Figure 7.11. Restoration Priority Index (RPI) maps showing areas with high (yellow) to low (dark blue) restoration potential for Posidonia sinuosa under current conditions (Base case, average light attenuation coefficient Kd = 0.23 m-1 in spring - summer) and scenarios with higher water clarity (lower Kd (m-1) values, panel A). Also shown are RPI under the same conditions if epiphyte load is high reducing light availability (panel B). Grey areas are unsuitable habitat (HSI ≤ 0.1) or occupied by existing seagrass community.
Current condition
Figure 7.12. Modelled Posidonia sinuosa habitat area (HSI-weighted) in Cockburn Sound along the light attenuation coefficient (Kd) gradient, as well as modelled habitat area if epiphyte load is heavy (lines). Shaded area indicates potential restorable area.

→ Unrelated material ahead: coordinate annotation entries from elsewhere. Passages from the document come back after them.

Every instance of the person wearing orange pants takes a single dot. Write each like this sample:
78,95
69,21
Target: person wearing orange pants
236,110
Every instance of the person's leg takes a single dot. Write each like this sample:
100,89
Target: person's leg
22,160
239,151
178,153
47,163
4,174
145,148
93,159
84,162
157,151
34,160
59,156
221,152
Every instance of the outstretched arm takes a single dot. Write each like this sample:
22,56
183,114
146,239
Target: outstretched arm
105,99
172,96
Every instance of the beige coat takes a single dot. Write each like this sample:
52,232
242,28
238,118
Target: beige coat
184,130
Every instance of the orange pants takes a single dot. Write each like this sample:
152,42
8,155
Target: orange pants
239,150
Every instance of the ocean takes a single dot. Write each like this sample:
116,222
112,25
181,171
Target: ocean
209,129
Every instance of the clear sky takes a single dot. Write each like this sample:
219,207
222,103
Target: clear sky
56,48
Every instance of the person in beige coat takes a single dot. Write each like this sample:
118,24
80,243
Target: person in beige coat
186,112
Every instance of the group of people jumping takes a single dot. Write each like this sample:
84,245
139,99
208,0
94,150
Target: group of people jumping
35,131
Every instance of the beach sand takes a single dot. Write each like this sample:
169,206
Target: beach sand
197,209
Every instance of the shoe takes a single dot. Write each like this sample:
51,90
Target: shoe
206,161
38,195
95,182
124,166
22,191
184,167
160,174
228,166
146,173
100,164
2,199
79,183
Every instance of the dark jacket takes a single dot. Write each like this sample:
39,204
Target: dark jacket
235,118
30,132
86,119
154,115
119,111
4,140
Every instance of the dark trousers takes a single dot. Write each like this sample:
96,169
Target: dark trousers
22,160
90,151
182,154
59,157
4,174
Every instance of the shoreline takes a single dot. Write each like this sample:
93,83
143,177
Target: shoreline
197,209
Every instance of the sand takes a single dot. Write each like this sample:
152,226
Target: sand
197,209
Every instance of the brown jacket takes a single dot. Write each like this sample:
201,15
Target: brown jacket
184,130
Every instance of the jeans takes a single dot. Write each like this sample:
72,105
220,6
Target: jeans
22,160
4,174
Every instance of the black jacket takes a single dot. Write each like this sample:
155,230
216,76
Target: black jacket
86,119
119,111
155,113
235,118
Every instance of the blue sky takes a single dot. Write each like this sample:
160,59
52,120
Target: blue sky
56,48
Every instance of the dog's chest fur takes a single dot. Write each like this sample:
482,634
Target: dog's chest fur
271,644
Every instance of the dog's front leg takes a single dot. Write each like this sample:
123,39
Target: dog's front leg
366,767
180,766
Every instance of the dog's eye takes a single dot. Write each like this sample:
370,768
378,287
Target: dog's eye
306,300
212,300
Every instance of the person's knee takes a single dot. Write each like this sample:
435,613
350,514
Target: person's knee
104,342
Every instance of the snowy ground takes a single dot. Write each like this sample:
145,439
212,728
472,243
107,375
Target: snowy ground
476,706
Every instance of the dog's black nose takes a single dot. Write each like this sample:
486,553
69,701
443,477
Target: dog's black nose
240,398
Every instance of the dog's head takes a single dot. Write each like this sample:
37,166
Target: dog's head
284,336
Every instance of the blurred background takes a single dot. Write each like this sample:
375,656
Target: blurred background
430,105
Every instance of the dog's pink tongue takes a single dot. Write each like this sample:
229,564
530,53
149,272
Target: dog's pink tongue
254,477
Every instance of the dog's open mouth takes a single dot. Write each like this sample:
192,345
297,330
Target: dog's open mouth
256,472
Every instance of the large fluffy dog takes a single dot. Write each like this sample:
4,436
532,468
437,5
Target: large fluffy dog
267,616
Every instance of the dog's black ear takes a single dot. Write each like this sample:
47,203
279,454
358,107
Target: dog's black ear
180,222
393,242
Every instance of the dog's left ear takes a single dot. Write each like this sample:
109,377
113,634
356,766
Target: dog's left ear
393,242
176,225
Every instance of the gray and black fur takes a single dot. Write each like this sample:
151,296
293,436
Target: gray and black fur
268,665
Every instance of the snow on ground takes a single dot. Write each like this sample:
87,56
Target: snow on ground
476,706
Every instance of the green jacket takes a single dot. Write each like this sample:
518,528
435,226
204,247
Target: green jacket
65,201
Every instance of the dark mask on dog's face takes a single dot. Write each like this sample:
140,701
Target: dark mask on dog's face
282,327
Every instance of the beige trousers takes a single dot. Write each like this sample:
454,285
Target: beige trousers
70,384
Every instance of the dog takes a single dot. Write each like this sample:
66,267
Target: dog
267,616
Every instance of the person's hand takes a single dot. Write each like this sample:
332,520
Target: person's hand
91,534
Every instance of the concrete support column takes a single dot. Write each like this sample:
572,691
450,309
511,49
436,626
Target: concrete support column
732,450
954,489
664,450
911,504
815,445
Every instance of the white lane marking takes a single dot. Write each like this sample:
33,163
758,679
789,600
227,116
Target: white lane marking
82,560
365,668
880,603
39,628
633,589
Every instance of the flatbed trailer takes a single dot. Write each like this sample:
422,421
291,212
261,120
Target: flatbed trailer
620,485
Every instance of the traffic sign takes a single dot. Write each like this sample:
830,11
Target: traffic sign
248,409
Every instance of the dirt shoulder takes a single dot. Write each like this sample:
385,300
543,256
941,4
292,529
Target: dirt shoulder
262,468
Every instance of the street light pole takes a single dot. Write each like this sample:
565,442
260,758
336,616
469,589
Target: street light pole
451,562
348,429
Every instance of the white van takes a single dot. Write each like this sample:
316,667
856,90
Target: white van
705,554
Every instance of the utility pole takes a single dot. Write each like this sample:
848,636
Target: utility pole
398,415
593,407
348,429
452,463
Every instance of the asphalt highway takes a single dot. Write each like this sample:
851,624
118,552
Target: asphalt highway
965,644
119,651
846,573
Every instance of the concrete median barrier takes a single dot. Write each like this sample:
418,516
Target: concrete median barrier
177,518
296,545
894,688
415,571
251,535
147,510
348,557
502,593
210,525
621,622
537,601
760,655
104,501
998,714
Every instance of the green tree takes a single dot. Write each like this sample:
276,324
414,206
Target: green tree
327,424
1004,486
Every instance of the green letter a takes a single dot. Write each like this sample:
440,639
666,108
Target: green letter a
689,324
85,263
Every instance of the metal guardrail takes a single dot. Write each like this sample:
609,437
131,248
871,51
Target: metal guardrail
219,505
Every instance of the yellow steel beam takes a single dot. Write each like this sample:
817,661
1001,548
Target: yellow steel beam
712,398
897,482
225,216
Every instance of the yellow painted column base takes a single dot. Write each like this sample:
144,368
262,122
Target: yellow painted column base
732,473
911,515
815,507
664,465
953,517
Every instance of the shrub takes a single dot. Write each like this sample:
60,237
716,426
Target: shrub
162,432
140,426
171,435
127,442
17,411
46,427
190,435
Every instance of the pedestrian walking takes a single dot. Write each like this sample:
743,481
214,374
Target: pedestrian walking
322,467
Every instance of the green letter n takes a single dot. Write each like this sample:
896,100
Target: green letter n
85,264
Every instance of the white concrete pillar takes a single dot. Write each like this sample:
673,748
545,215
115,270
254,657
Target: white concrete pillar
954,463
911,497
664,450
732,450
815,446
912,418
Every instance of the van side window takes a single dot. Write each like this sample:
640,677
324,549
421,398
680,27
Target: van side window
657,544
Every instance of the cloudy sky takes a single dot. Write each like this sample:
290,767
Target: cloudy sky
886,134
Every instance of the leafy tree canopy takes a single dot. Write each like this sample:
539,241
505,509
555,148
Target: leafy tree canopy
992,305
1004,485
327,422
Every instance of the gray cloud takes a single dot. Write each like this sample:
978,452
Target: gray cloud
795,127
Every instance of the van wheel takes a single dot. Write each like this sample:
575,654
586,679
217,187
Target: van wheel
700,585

Also plotted are past and present estimated seagrass extent (points), including for P. sinuosa only (circles) and/or all seagrass species (triangles), with field Kd measurements in corresponding years during spring – summer. The estimated original seagrass extent in 1954 (before industrialisation) and 1967 are shown with unknown Kd (dashed grey lines). Data source for seagrass extent: 2022 - WWMSP2.1; 2017 and 2012 – Hovey & Fraser 2018; 1999, 1994, 1981 and 1967 – Kendrick et al. 2002; 1978 and 1954 – Cambridge & McComb 1984. Data source for Kd: Cockburn Sound Management Council (converted from log10 m-1).
13.7 Summary
This assessment focused on the potential impacts of water quality changes to the seagrass, which have not also considered other impacts from:
Climate change such as heatwave events can cause the seagrass decline (Strydom et al., 2020);
Other factors such as epiphyte (Cambridge et al., 1986) and sulfide intrusion from sediment (Fraser and Kendrick, 2017; Fraser et al., 2023) may also cause decline
Nonetheless, the model is suitable to predict the impacts of changes in water quality and to estimate seagrass productivity response to factors such as dredging and nutrient enrichment on the overall seagrass dynamics.